VietNamNet Bridge - Investors are still interested in steel projects despite the warning about the oversupply of structural steel and protests from environmentalists.
In late 2016, Nghi Son Steel JSC will start construction of the Nghi Son Steel Complex in Thanh Hoa province.
The construction of the Nghi Son general international port capitalized at VND5.8 trillion kicked off last week. This is an important part of the project of running a steel complex, expected to produce 7 million tons of steel a year.
Nguyen Bao Giang, chair of Nghi Son Steel, said the company had built necessary infrastructure items on an area of 210 hectares. The site clearance work alone costs VND2 trillion.
As the chair of the management boards of six steel enterprises, including Nghi Son JSC, Giang expressed his aspiration of building ‘an enterprise with regional stature’.
With more private investors pouring money into a large-scale steel project, the industry remains attractive to investors, even though the steel complex developed by Taiwanese Formosa in Ha Tinh province, a big rival, is about to operate.
Formosa will put the first blast furnace of the Son Duong Steel and Deep-water Port Complex project into operation in May.

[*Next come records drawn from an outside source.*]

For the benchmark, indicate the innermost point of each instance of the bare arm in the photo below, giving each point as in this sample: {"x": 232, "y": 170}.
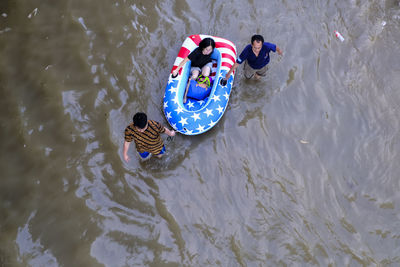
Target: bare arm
{"x": 183, "y": 62}
{"x": 234, "y": 66}
{"x": 125, "y": 152}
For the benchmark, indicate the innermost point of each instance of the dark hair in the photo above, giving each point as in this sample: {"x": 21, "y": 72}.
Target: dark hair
{"x": 140, "y": 120}
{"x": 257, "y": 38}
{"x": 206, "y": 42}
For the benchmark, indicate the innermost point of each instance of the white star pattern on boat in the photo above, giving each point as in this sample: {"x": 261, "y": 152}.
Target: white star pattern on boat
{"x": 200, "y": 128}
{"x": 208, "y": 112}
{"x": 211, "y": 124}
{"x": 196, "y": 116}
{"x": 190, "y": 104}
{"x": 176, "y": 101}
{"x": 216, "y": 98}
{"x": 173, "y": 89}
{"x": 179, "y": 110}
{"x": 226, "y": 95}
{"x": 183, "y": 121}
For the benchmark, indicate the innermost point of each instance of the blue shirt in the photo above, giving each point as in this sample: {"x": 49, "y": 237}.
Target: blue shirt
{"x": 252, "y": 60}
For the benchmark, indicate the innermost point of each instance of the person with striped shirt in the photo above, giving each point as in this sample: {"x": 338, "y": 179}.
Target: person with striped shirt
{"x": 147, "y": 137}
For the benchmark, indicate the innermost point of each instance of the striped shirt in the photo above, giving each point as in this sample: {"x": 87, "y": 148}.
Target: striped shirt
{"x": 148, "y": 141}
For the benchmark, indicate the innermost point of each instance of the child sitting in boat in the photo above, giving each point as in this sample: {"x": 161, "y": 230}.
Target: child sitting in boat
{"x": 199, "y": 89}
{"x": 200, "y": 59}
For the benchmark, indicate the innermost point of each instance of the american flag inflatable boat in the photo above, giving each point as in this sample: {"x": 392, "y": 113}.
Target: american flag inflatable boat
{"x": 198, "y": 116}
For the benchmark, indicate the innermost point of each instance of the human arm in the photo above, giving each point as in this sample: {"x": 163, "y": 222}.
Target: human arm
{"x": 280, "y": 52}
{"x": 234, "y": 66}
{"x": 169, "y": 132}
{"x": 183, "y": 62}
{"x": 125, "y": 152}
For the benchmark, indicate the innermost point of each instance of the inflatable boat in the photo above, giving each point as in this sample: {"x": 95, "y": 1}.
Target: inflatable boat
{"x": 198, "y": 116}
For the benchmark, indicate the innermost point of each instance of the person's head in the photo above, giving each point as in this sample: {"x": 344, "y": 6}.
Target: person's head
{"x": 257, "y": 38}
{"x": 207, "y": 46}
{"x": 257, "y": 42}
{"x": 140, "y": 120}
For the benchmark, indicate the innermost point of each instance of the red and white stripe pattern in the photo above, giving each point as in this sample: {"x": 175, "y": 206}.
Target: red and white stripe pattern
{"x": 225, "y": 47}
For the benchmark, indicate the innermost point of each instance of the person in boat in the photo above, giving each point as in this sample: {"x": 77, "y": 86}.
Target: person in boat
{"x": 200, "y": 60}
{"x": 147, "y": 137}
{"x": 255, "y": 57}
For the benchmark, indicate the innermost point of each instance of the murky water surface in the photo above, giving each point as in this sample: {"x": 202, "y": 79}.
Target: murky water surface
{"x": 302, "y": 170}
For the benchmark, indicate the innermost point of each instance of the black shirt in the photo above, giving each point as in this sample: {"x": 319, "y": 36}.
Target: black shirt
{"x": 197, "y": 58}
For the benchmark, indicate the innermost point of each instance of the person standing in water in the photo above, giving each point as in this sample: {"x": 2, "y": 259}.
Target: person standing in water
{"x": 147, "y": 137}
{"x": 255, "y": 57}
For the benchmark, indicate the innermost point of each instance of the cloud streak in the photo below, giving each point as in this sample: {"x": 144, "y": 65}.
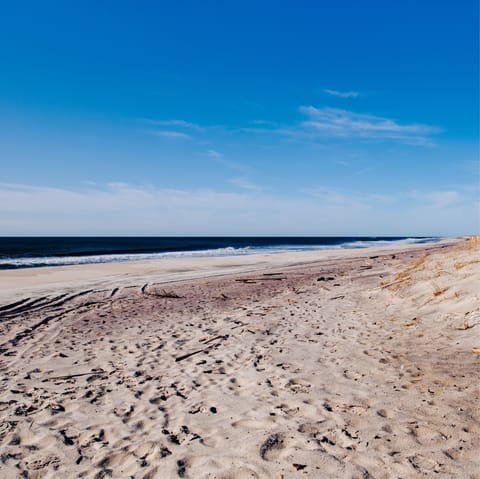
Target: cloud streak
{"x": 176, "y": 135}
{"x": 175, "y": 123}
{"x": 119, "y": 208}
{"x": 342, "y": 94}
{"x": 339, "y": 123}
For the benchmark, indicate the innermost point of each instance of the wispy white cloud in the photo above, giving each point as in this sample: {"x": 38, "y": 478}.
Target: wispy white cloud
{"x": 436, "y": 199}
{"x": 176, "y": 123}
{"x": 171, "y": 134}
{"x": 342, "y": 94}
{"x": 245, "y": 184}
{"x": 120, "y": 208}
{"x": 336, "y": 122}
{"x": 214, "y": 154}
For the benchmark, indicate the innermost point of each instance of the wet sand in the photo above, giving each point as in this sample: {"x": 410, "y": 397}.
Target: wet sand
{"x": 350, "y": 364}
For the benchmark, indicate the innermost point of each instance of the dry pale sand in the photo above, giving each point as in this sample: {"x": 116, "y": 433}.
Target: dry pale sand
{"x": 348, "y": 365}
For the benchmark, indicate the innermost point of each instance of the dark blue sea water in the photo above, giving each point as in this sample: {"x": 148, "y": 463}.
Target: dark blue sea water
{"x": 24, "y": 252}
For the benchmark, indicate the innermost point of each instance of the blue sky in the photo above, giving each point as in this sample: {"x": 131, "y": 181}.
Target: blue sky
{"x": 252, "y": 117}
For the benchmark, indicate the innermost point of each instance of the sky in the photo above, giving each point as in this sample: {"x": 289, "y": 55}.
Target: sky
{"x": 239, "y": 117}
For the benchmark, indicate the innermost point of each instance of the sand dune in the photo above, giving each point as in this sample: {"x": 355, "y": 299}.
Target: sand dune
{"x": 364, "y": 364}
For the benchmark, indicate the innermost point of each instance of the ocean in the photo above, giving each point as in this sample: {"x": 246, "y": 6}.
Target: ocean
{"x": 25, "y": 252}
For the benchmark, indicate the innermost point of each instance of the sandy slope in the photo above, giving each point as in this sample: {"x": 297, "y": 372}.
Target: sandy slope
{"x": 362, "y": 365}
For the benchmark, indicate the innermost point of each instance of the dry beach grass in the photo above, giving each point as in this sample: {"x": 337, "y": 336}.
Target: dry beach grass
{"x": 360, "y": 365}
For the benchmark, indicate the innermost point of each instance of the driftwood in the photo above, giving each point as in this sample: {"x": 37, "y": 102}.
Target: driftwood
{"x": 70, "y": 376}
{"x": 198, "y": 351}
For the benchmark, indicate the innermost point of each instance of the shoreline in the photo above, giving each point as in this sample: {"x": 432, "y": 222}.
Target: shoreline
{"x": 359, "y": 365}
{"x": 41, "y": 280}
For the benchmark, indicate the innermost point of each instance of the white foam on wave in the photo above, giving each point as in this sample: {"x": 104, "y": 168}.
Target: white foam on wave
{"x": 115, "y": 258}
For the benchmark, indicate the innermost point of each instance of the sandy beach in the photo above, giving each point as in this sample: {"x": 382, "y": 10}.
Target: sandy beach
{"x": 332, "y": 364}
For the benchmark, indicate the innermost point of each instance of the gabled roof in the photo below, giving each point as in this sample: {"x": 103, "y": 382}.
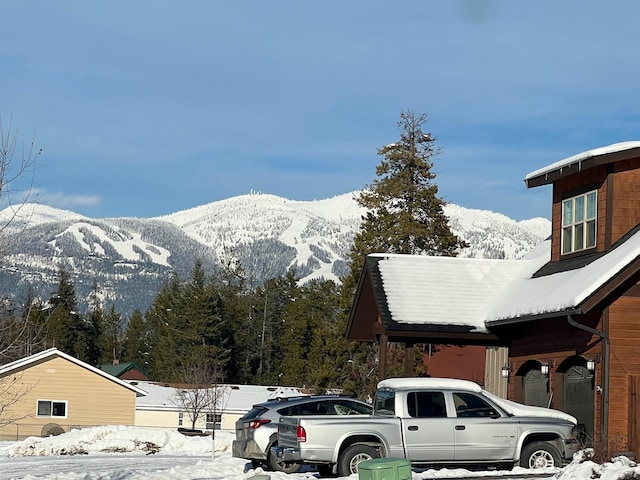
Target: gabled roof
{"x": 581, "y": 162}
{"x": 442, "y": 294}
{"x": 26, "y": 362}
{"x": 119, "y": 369}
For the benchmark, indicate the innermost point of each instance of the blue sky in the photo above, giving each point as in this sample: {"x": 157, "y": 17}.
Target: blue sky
{"x": 144, "y": 108}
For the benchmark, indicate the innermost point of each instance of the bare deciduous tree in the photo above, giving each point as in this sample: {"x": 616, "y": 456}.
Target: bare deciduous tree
{"x": 12, "y": 390}
{"x": 17, "y": 165}
{"x": 200, "y": 392}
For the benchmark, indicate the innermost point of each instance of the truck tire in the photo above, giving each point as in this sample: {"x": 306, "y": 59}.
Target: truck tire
{"x": 540, "y": 455}
{"x": 352, "y": 456}
{"x": 325, "y": 471}
{"x": 277, "y": 466}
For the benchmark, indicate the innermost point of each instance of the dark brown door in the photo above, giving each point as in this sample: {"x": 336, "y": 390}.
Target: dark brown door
{"x": 579, "y": 396}
{"x": 535, "y": 390}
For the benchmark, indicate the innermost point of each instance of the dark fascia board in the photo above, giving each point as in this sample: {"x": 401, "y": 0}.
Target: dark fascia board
{"x": 530, "y": 318}
{"x": 578, "y": 166}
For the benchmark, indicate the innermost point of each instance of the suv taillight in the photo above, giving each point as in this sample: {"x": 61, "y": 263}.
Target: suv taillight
{"x": 258, "y": 423}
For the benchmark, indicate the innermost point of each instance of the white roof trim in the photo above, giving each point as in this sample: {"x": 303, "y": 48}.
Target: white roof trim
{"x": 580, "y": 157}
{"x": 54, "y": 352}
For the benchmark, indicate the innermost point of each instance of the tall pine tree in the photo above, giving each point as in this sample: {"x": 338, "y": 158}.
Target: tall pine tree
{"x": 404, "y": 215}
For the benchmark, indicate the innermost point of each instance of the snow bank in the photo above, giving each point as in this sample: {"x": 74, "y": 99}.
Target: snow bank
{"x": 119, "y": 439}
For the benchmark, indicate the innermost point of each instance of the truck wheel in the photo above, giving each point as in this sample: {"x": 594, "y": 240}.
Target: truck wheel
{"x": 277, "y": 466}
{"x": 540, "y": 455}
{"x": 325, "y": 470}
{"x": 352, "y": 456}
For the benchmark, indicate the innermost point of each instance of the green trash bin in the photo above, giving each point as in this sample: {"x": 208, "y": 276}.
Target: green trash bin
{"x": 385, "y": 469}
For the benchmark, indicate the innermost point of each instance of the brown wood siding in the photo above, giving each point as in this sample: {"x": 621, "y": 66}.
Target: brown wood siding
{"x": 626, "y": 201}
{"x": 618, "y": 201}
{"x": 624, "y": 330}
{"x": 91, "y": 399}
{"x": 553, "y": 341}
{"x": 569, "y": 186}
{"x": 634, "y": 415}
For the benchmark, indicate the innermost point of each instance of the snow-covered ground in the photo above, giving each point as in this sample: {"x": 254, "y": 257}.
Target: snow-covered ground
{"x": 128, "y": 453}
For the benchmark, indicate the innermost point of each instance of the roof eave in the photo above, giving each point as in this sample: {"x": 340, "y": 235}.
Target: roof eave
{"x": 550, "y": 176}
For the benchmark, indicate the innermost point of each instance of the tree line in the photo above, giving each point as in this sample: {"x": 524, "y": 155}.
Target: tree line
{"x": 278, "y": 332}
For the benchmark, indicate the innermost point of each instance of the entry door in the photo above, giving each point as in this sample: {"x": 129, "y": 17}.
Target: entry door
{"x": 579, "y": 396}
{"x": 534, "y": 389}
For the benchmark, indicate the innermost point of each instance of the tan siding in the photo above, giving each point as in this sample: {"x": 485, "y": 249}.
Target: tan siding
{"x": 91, "y": 399}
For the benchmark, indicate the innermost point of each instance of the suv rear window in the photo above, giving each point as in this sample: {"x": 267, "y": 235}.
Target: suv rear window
{"x": 256, "y": 411}
{"x": 307, "y": 408}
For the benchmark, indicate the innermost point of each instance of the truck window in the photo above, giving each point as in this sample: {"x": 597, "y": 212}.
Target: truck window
{"x": 384, "y": 403}
{"x": 470, "y": 405}
{"x": 426, "y": 405}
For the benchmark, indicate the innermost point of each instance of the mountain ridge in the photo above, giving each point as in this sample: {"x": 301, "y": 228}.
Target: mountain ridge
{"x": 130, "y": 258}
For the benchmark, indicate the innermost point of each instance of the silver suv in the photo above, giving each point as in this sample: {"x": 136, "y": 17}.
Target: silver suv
{"x": 257, "y": 431}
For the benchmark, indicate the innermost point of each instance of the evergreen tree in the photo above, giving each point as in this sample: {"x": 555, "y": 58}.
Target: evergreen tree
{"x": 110, "y": 339}
{"x": 66, "y": 329}
{"x": 135, "y": 344}
{"x": 404, "y": 215}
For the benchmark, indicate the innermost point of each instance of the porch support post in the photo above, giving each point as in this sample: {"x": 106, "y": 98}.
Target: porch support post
{"x": 408, "y": 359}
{"x": 382, "y": 365}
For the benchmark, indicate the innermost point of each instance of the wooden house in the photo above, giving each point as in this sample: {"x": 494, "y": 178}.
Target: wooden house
{"x": 51, "y": 392}
{"x": 569, "y": 312}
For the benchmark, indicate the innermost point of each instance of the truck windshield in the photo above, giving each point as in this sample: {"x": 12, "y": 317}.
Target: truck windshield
{"x": 384, "y": 403}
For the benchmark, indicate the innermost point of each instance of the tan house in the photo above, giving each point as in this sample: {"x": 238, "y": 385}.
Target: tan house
{"x": 569, "y": 312}
{"x": 51, "y": 392}
{"x": 160, "y": 408}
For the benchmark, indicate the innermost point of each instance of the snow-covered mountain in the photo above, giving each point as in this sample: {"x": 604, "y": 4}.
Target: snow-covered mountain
{"x": 128, "y": 259}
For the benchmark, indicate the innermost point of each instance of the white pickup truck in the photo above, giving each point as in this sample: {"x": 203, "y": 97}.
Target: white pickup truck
{"x": 431, "y": 421}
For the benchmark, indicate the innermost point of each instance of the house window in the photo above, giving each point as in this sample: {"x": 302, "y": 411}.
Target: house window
{"x": 214, "y": 422}
{"x": 52, "y": 408}
{"x": 579, "y": 223}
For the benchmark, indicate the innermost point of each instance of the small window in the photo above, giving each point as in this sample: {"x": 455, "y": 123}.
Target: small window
{"x": 52, "y": 408}
{"x": 579, "y": 223}
{"x": 426, "y": 405}
{"x": 214, "y": 422}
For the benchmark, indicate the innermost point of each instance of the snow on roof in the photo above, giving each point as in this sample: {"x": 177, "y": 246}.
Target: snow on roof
{"x": 423, "y": 289}
{"x": 564, "y": 290}
{"x": 236, "y": 398}
{"x": 580, "y": 157}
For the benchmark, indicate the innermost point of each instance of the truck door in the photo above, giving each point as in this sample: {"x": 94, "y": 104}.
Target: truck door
{"x": 481, "y": 433}
{"x": 428, "y": 432}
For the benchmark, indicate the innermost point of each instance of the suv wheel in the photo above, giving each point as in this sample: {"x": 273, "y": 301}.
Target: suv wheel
{"x": 277, "y": 466}
{"x": 540, "y": 455}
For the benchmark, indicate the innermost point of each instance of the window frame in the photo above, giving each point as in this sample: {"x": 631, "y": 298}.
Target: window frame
{"x": 577, "y": 232}
{"x": 213, "y": 421}
{"x": 51, "y": 408}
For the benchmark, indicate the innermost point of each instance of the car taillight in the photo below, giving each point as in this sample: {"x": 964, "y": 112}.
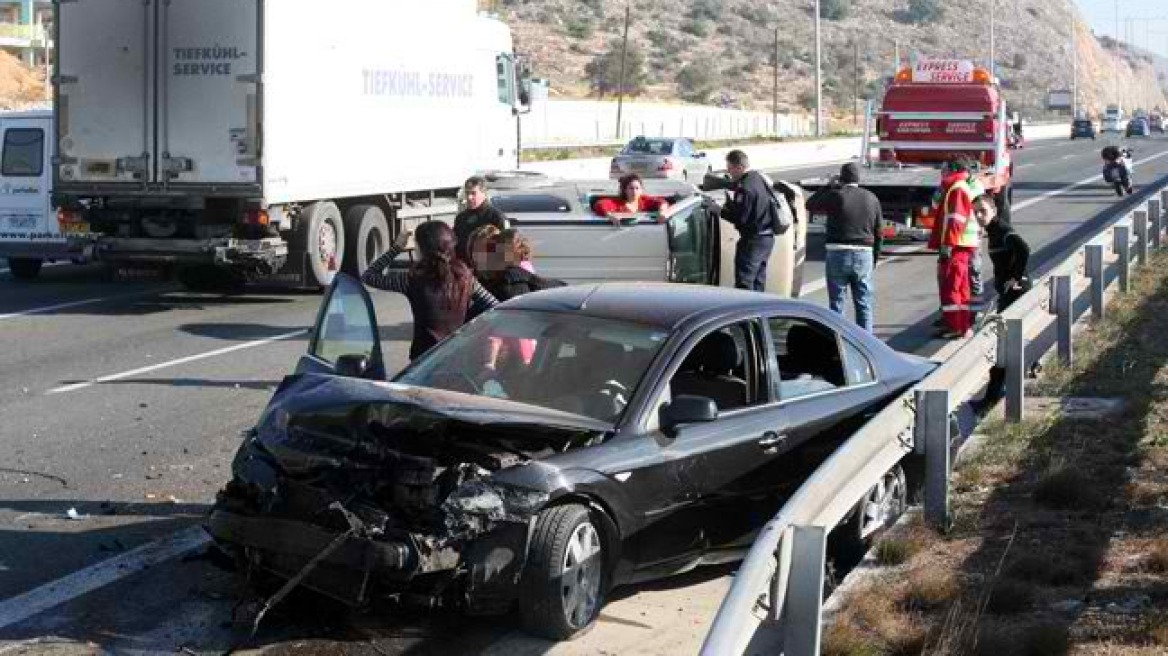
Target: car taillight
{"x": 68, "y": 217}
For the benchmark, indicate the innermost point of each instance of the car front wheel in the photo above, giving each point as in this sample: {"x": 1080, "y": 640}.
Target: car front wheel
{"x": 563, "y": 584}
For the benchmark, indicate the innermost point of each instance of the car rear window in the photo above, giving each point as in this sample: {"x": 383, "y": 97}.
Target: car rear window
{"x": 649, "y": 147}
{"x": 530, "y": 203}
{"x": 23, "y": 153}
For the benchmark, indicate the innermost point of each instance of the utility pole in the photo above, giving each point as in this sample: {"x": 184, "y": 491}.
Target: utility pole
{"x": 855, "y": 81}
{"x": 1075, "y": 68}
{"x": 993, "y": 40}
{"x": 819, "y": 75}
{"x": 624, "y": 56}
{"x": 774, "y": 89}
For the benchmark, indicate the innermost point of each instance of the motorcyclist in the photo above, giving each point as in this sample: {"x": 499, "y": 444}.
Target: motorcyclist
{"x": 1117, "y": 168}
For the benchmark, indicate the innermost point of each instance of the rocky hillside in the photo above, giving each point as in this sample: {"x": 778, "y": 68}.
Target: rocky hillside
{"x": 722, "y": 50}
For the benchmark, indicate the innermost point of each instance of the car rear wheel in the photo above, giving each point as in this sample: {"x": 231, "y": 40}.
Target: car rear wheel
{"x": 876, "y": 513}
{"x": 563, "y": 585}
{"x": 25, "y": 269}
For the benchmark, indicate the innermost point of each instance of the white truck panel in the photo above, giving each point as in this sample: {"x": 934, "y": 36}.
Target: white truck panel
{"x": 106, "y": 84}
{"x": 390, "y": 97}
{"x": 208, "y": 119}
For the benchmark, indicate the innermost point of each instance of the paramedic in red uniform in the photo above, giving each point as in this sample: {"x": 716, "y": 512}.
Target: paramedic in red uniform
{"x": 956, "y": 235}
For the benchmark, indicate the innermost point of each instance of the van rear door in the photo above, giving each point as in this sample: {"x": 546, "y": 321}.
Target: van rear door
{"x": 28, "y": 225}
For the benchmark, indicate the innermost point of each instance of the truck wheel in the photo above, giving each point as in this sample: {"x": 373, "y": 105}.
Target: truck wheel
{"x": 368, "y": 237}
{"x": 321, "y": 235}
{"x": 564, "y": 579}
{"x": 25, "y": 269}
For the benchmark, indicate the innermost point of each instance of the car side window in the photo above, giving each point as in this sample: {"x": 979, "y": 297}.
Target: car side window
{"x": 725, "y": 367}
{"x": 808, "y": 357}
{"x": 856, "y": 365}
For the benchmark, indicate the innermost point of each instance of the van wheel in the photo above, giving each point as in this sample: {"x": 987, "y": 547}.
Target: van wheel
{"x": 320, "y": 234}
{"x": 368, "y": 237}
{"x": 25, "y": 269}
{"x": 563, "y": 584}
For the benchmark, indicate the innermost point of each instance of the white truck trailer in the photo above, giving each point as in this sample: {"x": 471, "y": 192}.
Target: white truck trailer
{"x": 278, "y": 139}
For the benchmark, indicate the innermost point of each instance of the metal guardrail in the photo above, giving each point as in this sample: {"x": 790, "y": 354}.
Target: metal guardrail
{"x": 781, "y": 579}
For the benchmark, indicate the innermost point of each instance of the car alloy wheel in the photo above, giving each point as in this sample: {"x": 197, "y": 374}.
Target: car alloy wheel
{"x": 581, "y": 574}
{"x": 884, "y": 503}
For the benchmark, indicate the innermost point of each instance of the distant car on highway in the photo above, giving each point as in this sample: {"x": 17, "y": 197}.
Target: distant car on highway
{"x": 575, "y": 244}
{"x": 1138, "y": 127}
{"x": 673, "y": 158}
{"x": 654, "y": 428}
{"x": 1083, "y": 128}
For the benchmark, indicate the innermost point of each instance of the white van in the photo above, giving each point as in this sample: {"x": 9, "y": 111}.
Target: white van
{"x": 29, "y": 232}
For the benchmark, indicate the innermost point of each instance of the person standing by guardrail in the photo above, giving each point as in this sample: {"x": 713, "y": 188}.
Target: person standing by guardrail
{"x": 1010, "y": 256}
{"x": 954, "y": 237}
{"x": 854, "y": 217}
{"x": 750, "y": 210}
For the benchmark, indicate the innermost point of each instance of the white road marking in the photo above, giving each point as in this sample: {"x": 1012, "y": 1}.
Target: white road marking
{"x": 69, "y": 305}
{"x": 124, "y": 375}
{"x": 49, "y": 595}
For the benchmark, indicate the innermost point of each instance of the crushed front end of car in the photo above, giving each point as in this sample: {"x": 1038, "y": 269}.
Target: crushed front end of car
{"x": 360, "y": 490}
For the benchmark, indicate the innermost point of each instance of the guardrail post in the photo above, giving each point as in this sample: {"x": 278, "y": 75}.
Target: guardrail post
{"x": 1015, "y": 370}
{"x": 803, "y": 627}
{"x": 1124, "y": 251}
{"x": 933, "y": 419}
{"x": 1158, "y": 223}
{"x": 1098, "y": 278}
{"x": 1063, "y": 308}
{"x": 1140, "y": 221}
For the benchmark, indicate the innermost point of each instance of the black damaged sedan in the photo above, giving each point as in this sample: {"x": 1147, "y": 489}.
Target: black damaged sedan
{"x": 620, "y": 433}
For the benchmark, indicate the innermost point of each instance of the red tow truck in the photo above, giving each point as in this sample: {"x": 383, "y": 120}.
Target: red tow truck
{"x": 932, "y": 111}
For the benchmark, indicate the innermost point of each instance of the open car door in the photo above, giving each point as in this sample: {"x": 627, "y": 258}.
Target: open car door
{"x": 346, "y": 340}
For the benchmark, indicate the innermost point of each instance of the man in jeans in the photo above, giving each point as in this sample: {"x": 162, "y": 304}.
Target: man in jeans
{"x": 854, "y": 220}
{"x": 749, "y": 210}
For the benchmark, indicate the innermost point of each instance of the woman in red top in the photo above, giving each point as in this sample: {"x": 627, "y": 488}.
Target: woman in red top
{"x": 633, "y": 200}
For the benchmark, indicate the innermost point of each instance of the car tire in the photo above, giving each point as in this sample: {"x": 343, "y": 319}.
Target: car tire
{"x": 25, "y": 269}
{"x": 367, "y": 231}
{"x": 880, "y": 508}
{"x": 320, "y": 235}
{"x": 563, "y": 584}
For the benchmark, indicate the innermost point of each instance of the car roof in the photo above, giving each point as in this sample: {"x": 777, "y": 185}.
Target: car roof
{"x": 662, "y": 305}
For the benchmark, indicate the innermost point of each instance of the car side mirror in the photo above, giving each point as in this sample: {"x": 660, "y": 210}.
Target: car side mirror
{"x": 352, "y": 365}
{"x": 687, "y": 409}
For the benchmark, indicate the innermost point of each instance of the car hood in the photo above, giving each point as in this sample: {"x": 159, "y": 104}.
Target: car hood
{"x": 321, "y": 421}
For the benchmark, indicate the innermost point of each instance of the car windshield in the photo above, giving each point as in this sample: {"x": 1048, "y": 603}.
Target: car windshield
{"x": 648, "y": 147}
{"x": 558, "y": 361}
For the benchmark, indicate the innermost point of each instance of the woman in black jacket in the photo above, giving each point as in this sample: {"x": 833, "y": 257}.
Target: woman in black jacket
{"x": 442, "y": 291}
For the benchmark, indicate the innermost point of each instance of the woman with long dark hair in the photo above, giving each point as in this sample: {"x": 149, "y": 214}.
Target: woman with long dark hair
{"x": 442, "y": 290}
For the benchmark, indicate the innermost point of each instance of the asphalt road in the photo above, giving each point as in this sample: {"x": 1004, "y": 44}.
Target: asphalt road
{"x": 123, "y": 402}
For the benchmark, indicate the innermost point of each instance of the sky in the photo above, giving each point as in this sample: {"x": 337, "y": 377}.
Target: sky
{"x": 1144, "y": 33}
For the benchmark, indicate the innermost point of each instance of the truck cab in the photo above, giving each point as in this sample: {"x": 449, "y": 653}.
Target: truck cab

The investor plans to raise the total investment capital to $27 billion to develop the largest steel complex in South East Asia by 2020.
Formosa Ha Tinh plans to churn out 22.5 million tons of raw steel and run 32 harbors at Son Duong port, through which 85 million tons of goods will pass through every year.
Formosa’s project will focus on making hot rolled steel and high-quality steel fibers, while there would be only 467,000 tons of square ingot steel, 40 percent of which would be for export and the remaining for domestic consumption.
The information was released in the Ministry of Industry and Trade’s (MOIT) report submitted to the government in mid-2014, when it was asked to assess the steel manufacturing industry, as worries were raised that the Taiwanese project would hurt Vietnamese enterprises.
While economists are concerned that foreign invested projects would affect Vietnamese production, Vietnamese enterprises have remained calm.
Tran Dinh Long, chair of Hoa Phat Group, a large Vietnamese owned steel manufacturer, said businesses in a market economy have to accept competition.
Hoa Phat produced 924,000 tons of finished products of different kinds in the first eight months of the year, an increase of 48 percent over the same period last year.